No me gusta esa casa. Hace un tiempo dejó de existir, sin embargo sigue ahí delante.
Alguien ha tapado con pintura fresca las escamas despegadas por el sol y rellenado los huecos del viento en la madera crujiente. El tejado pesa más cada más mordiscos traen los días a la desaparición.
Mucho antes me gustaba. Pulsar el timbre y correr perseguido de esa extraña satisfacción. Conocerte. Jugar a jugar y no pensar sino en
verte.
Vernos más tarde.
Ahora la odio casi tanto, ojalá existiese. Hace un tiempo que no existe la casa ni nuestro mundo. Existe la memoria que devuelve pasos entre gigantes, caricias y antes rubores con remite.
La edad nos crece y fuimos poco más que juguetes aprendiendo a repararse.
El amor se va sin despedirse.
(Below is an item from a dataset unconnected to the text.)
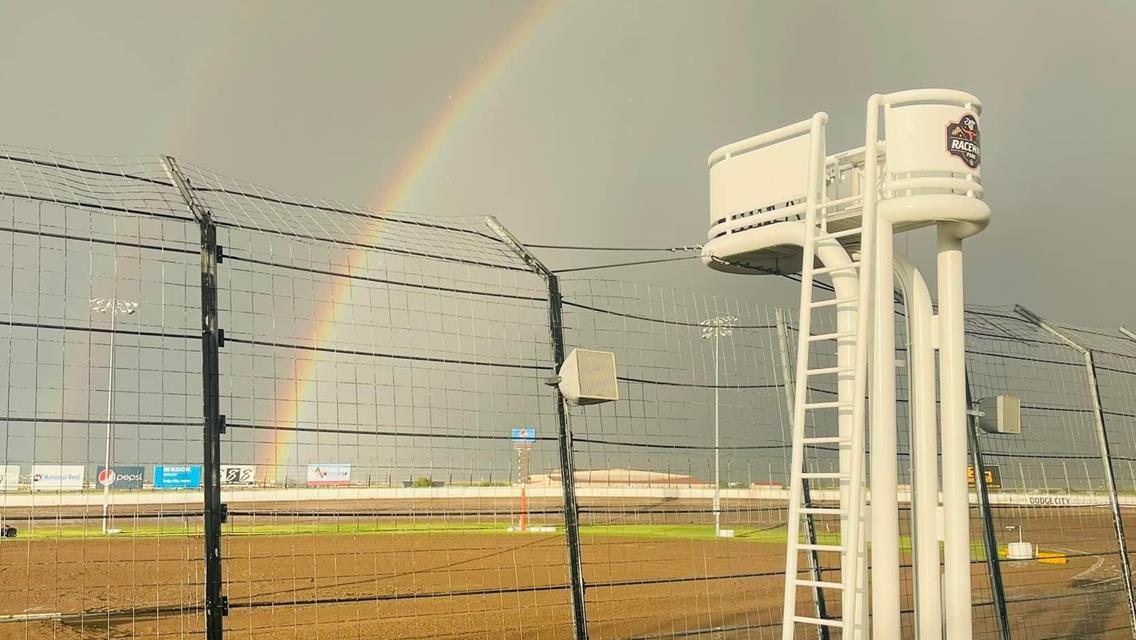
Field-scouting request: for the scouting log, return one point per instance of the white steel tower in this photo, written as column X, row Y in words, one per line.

Y si lo hace, indebidamente.
Queda su rastro para siempre acartonado en el jardín: “Se vende”.
Una vez quise ser bibliotecario para matar moscas en el trabajo, regañar a algún huérfano de libro, traslucir sinopsis de una máscara, adivinar la signatura pendiente.
Era mucho más fácil Lo más fácil era soltarlo todo y echar a volar, sin avisos, sin maletas, sin sombrero, sin alas, sin hambre de carnicero. Era marcharse a cualquier otro lugar inevitablemente dentro de este sitio.